Being a pastor’s son I always had people prophesying over me.  A lot of the words were basic and vague like “you will have a ministry,”  “you will be a missionary” or if they knew my dad was a pastor they’d give me a word about how I had the anointing of my father and I’d take up his mantle.  But there were some words spoken over my life that were very particular and seemed to be just for me.  The prophetic words that were more specific, had a common theme with other words given to me or resonated with my inner longings were the ones I paid most attention to.

Back in the mid-90s, a few years before launching The Call, Lou Engle laid hands on me and prayed.  I remember him saying in his gravelly voice something along the lines of “You are going to grow up to be a man of God” plus a couple other things about my future – probably something about Joel’s Army – I wish I could remember.  I was in junior high and this was my earliest memory of being prophesied over.  It was simple, but enough for me to think he said something important about my life.  Lou Engle speaks with authority and passion so whatever he says about what he see’s in your life you feel it may be coming from God; or at least that’s how I felt when I was 14 years old.  Passion and authority play a huge role in the power of giving and receiving prophetic words.

During my God Encounter phase I was getting prophesied over more than I think it’s even healthy for a Charismatic.  I have a lot of these prophetic words saved on cassette and CDR. The words that always seemed to be a common theme in my prophesies were that I’d be used in politics, write books and speak in universities using my intellect while performing miracles, signs and wonders.  That sounded exciting to me.  I wanted that to be my future and I started living as though that would be my future.  I was encouraged that these prophetic words were given to me by well known Charismatic leaders I don’t care to name drop right now.

For a few years I prayed, fasted and meditated on God’s word trying to live in the destiny I was called into.  I gave up friendships, job opportunities, interests and hobbies that I thought may be hindering my life away from my living fully in my destiny.  I remember feeling at times that my calling in life was on track.  Other times it was a struggle to see what God was doing in my life because things weren’t going as divinely as I imagined.  I still pressed on believing that God had this great plan in my life.  I felt secure in the fact that my life had meaning and I would live an extraordinary life.

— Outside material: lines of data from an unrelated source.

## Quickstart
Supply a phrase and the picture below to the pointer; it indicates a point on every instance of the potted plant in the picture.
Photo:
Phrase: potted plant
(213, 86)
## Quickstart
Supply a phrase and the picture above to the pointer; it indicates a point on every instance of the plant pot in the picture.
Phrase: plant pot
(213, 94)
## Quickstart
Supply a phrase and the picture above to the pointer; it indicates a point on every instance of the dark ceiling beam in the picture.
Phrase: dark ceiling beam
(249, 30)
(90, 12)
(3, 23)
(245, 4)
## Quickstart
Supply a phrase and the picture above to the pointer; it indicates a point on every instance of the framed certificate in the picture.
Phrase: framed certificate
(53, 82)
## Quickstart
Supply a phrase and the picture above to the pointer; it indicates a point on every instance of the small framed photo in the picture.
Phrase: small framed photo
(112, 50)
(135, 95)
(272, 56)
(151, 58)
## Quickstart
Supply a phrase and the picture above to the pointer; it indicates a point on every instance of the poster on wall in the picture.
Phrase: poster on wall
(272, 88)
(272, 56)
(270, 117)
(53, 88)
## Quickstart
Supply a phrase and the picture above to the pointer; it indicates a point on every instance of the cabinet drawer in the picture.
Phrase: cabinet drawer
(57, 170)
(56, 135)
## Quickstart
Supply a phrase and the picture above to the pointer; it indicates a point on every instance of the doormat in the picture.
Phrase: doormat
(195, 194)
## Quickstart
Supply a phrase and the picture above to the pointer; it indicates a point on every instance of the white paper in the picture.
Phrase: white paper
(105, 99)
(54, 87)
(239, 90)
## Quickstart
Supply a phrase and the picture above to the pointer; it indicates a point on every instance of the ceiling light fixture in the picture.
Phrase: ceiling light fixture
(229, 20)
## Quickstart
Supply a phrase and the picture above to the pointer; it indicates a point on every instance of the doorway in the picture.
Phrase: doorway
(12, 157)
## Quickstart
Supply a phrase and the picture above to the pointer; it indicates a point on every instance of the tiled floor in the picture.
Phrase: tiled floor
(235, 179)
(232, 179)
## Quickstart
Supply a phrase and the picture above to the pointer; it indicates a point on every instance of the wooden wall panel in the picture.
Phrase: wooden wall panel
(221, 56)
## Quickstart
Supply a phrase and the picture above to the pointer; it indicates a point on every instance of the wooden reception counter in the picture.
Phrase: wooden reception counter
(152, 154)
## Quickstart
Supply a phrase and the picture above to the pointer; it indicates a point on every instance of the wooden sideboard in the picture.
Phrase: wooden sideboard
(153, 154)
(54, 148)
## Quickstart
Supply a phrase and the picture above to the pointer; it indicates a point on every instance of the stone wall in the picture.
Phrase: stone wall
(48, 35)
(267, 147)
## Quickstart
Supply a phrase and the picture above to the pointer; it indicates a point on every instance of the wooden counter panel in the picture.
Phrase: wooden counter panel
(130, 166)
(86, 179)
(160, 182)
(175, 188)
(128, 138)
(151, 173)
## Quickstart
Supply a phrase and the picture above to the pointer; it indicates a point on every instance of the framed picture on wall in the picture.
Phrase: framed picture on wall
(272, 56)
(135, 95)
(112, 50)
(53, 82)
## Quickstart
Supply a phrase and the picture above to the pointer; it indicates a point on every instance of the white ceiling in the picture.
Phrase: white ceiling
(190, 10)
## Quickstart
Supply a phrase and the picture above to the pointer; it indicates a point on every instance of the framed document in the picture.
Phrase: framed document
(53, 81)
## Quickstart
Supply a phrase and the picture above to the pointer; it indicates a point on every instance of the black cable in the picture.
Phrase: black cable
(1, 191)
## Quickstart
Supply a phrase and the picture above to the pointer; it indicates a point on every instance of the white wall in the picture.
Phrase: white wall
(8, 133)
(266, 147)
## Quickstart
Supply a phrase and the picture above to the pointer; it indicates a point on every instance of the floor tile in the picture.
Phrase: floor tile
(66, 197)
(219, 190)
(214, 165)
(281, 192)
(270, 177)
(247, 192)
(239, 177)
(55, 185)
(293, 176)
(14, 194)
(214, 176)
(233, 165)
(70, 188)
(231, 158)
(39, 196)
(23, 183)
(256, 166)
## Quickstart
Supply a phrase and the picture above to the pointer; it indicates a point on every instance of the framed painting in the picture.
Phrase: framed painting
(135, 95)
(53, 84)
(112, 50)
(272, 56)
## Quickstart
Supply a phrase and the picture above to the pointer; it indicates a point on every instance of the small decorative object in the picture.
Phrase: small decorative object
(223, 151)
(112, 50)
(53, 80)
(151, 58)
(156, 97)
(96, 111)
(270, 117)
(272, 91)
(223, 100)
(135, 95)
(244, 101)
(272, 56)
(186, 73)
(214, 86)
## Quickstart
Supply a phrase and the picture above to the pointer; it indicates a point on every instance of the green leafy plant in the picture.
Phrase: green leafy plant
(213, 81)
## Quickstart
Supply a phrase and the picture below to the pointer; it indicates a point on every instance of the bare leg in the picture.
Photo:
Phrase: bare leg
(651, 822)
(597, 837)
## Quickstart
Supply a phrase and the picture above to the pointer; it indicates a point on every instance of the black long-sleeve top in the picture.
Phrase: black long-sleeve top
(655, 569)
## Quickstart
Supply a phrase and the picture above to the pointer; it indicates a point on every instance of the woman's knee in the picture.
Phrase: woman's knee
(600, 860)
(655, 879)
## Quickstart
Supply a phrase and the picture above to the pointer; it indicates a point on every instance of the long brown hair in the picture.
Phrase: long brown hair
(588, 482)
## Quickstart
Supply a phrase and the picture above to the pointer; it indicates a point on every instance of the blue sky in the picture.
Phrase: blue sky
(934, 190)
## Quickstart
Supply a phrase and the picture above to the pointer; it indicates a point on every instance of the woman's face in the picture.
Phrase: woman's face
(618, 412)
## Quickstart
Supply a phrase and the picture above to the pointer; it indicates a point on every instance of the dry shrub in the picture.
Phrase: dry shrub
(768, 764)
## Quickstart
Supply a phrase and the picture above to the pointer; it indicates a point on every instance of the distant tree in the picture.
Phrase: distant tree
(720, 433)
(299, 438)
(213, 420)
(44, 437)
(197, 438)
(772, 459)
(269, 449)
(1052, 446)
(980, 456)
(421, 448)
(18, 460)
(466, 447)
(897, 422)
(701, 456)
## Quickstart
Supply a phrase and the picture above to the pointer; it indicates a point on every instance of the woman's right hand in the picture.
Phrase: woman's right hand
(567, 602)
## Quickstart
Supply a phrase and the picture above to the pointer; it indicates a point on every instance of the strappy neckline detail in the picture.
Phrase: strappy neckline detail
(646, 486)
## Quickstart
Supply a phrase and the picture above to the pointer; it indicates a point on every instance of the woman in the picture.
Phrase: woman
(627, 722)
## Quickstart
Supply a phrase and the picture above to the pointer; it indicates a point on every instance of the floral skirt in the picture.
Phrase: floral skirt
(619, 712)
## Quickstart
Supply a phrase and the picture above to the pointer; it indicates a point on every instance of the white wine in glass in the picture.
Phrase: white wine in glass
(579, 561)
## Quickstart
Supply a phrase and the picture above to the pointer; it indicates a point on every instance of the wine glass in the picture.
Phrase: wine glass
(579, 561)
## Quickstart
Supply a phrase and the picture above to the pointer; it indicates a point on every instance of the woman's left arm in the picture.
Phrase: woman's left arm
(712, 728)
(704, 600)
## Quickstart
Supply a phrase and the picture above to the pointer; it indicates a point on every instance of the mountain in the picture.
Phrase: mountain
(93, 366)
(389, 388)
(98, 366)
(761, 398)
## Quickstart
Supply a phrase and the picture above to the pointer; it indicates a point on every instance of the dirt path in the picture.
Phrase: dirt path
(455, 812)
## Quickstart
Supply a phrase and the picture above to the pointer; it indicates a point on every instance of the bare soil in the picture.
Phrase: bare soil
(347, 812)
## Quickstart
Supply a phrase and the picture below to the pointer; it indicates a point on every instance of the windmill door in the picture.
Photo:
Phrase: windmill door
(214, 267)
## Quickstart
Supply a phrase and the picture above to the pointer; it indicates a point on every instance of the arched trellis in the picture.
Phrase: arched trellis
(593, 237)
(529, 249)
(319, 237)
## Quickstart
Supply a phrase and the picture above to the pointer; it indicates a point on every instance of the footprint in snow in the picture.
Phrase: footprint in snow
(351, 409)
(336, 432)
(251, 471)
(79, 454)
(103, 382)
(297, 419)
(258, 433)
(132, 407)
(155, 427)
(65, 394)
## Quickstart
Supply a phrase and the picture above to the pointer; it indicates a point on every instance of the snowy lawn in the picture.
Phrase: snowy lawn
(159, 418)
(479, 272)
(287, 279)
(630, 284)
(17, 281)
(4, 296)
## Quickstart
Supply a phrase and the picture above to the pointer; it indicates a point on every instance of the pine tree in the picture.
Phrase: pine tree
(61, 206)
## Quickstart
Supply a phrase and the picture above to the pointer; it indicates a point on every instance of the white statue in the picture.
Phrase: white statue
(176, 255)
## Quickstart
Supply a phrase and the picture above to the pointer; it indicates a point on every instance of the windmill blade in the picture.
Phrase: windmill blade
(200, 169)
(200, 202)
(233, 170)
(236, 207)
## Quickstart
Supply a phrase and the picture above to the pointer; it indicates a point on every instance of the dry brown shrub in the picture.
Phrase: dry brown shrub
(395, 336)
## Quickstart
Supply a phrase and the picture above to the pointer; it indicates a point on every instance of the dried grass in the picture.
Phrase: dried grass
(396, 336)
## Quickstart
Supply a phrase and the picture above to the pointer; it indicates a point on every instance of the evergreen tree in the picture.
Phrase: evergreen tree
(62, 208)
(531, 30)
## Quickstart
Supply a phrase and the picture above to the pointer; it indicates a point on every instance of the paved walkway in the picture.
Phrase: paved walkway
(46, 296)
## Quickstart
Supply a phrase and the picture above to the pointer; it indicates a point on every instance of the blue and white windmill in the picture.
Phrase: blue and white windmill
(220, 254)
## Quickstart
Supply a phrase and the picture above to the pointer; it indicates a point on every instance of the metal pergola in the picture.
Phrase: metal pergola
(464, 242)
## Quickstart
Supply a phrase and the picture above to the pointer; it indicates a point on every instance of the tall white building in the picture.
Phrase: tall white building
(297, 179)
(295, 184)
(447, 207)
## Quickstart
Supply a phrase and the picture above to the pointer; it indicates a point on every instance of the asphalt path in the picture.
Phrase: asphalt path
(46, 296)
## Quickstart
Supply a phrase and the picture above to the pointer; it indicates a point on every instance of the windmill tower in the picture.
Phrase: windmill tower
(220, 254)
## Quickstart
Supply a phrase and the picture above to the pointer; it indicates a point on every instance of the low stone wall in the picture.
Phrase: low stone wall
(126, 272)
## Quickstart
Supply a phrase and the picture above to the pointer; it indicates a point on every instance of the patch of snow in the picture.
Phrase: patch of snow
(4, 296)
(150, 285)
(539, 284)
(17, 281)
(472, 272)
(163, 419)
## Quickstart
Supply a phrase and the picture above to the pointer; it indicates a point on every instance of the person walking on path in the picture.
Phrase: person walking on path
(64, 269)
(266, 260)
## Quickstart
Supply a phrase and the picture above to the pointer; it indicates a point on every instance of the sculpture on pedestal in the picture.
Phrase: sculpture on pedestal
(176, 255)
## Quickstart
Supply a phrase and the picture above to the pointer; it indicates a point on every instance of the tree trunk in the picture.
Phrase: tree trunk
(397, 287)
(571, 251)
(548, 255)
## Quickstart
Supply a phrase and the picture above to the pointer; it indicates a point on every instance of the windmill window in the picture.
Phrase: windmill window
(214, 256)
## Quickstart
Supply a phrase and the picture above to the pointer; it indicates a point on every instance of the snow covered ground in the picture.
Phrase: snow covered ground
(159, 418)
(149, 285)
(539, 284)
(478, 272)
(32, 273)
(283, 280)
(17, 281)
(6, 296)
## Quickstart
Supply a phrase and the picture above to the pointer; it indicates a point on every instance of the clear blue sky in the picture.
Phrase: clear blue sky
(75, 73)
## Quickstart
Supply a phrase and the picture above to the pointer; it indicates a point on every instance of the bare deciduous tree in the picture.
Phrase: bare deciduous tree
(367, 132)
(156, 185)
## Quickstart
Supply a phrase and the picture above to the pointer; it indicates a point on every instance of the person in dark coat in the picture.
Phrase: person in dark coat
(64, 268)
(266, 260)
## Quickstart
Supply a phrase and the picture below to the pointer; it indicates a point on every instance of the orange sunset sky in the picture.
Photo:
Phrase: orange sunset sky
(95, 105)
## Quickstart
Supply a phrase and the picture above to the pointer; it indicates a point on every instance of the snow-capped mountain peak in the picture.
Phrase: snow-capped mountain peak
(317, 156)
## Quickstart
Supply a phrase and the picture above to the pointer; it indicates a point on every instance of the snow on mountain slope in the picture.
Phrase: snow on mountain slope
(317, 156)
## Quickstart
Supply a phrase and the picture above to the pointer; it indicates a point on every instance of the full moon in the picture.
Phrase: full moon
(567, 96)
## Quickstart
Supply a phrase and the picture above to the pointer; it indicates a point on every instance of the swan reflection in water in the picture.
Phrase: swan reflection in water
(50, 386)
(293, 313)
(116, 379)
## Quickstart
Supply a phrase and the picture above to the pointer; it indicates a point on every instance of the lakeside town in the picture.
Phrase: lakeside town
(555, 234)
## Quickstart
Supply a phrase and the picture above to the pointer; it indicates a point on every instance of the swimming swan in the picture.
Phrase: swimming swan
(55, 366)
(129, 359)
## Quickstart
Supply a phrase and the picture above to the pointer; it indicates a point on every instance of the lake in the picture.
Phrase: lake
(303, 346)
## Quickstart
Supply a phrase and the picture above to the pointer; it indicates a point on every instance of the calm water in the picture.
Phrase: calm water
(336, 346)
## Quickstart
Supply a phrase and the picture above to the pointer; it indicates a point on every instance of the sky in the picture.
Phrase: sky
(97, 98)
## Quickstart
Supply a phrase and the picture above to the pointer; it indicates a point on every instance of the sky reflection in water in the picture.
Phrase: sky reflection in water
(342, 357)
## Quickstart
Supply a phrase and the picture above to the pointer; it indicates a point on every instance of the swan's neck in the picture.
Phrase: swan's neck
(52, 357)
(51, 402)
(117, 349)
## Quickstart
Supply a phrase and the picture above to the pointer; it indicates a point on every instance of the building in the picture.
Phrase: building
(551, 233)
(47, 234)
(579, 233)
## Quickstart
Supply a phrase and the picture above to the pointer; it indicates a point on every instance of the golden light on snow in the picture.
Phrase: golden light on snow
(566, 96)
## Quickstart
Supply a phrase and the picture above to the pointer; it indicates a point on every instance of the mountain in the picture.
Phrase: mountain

Deconverting after believing in the things prophecied over my life wasn’t easy.  It was depressing.  I sometimes had panic attacks cause the reality would set in about the fact that I wasted a few years of my young adult life pursuing a destiny that was not promised.  Added to that anxiety was my coming into grips that there may not even be a god. I regretted the years spent in pursuit of my calling.  I wished I hadn’t dropped my old friendships, still played music and toured with my band.  I wished I would have stayed in college and pursued an actual degree, instead of using up my time at the School of Supernatural Ministries.  I felt like a fool and I was embarrassed of even looking back on the things I was beginning to not believe in.  I felt wasted.

Since then I have come to accept this part of my life story.  I still regret the things I have missed out on and the friendships I lost, but it no longer over takes me with guilt.  I have found new meaning in life; not from a god, not from a prophet, but in myself.